Правда, про срок родов врачи ничего не говорили, отговариваясь, что всё происходит в соответствии с природой. Но и в этом случае я их понимал — до конца человеческий организм не изучили и в моем будущем, так что полной взаимосвязи сразу кучи факторов никто не знал. Но специалисты этого института были, как мне показалось, чуть ближе к истине, чем их коллеги из районных родильных домов.
Толковых выходных, впрочем, у меня не получилось. Мы всё ещё ждали каких-то провокаций, службу несли в усиленном режиме, и субботу я провел на рабочем месте, как один из дежурных по управлению. И пусть я воспользовался этой оказией, чтобы подготовить целую кучу недостающих документов по своей группе, но всё равно вечером у меня было чувство бездарно потерянного времени.
В воскресенье я проснулся рано, но все обыденные дела делал настолько медленно, что не заметил, как раннее утро превратилось в просто утро. Включил телевизор — как раз в девять начинались передачи на первом канале, — убрал звук, а потом целый час терзал струны — сначала под гимнастику для детей, а потом под «Будильник», стараясь играть так, чтобы музыка подходила под движения юных гимнастов и кривляния клоунов-ведущих. Получалось плохо, но меня радовало, что вообще получалось — в моей прошлой жизни подобные экзерсисы изначально были обречены на провал.

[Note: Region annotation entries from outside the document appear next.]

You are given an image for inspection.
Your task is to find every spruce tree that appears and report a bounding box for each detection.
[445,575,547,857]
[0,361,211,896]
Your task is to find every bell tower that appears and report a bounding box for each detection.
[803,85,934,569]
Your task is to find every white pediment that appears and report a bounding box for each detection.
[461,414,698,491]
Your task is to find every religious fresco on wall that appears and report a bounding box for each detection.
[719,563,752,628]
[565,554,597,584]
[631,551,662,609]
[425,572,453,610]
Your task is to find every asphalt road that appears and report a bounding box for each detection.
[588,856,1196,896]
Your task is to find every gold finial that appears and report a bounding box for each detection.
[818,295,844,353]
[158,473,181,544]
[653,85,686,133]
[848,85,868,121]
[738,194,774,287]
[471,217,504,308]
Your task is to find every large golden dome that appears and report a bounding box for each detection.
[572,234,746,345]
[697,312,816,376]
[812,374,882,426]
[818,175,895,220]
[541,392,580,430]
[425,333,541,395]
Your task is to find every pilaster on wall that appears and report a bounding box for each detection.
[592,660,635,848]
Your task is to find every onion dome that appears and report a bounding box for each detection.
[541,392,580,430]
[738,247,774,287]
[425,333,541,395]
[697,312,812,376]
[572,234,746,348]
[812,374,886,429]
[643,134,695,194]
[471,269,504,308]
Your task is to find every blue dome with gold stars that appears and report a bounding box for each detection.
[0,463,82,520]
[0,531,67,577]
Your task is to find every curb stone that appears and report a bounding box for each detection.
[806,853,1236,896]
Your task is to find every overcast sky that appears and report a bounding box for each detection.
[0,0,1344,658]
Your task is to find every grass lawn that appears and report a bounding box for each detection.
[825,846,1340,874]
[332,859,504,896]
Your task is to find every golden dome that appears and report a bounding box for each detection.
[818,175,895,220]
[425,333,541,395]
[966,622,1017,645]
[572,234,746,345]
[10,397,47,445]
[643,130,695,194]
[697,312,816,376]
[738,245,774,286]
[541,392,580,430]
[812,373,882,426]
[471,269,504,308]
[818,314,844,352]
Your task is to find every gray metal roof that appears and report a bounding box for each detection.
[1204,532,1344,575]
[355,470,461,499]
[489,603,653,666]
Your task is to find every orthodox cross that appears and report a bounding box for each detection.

А в десять раздался звонок в дверь. Я отложил «торнаду», с сомнением посмотрел на усилитель, но выключать его не стал, надеясь вернуться к своему занятию, когда незваный гость уйдет. Подошел к двери, глянул в глазок — и обнаружил, что на моей лестничной площадке стоит сам председатель КГБ СССР Андропов.
Мне потребовалась пара мгновений, чтобы глубоко вдохнуть и выдохнуть. Не для того, чтобы успокоиться, а просто от неожиданности. С Андроповым мы пересекались уже столько раз, что никакого трепета при виде его грозной фигуры я уже не испытывал. Он не был олицетворением «кровавой гебни», каким его любили представлять неблагодарные потомки; не был он и гением сыска, да и к госбезопасности имел отношение лишь последние шесть лет, понемногу вникая в специфику службы и также понемногу влияя на политику партии и правительства в нужную его подчиненным сторону. Не для большей свободы, как могли подумать мои подопечные диссиденты — просто некоторые задачи требуют однозначной трактовки, а не общих фраз с кучей оговорок. В основном это касалось ПГУ и ВГУ, разумеется, но относилось ко всему Комитету.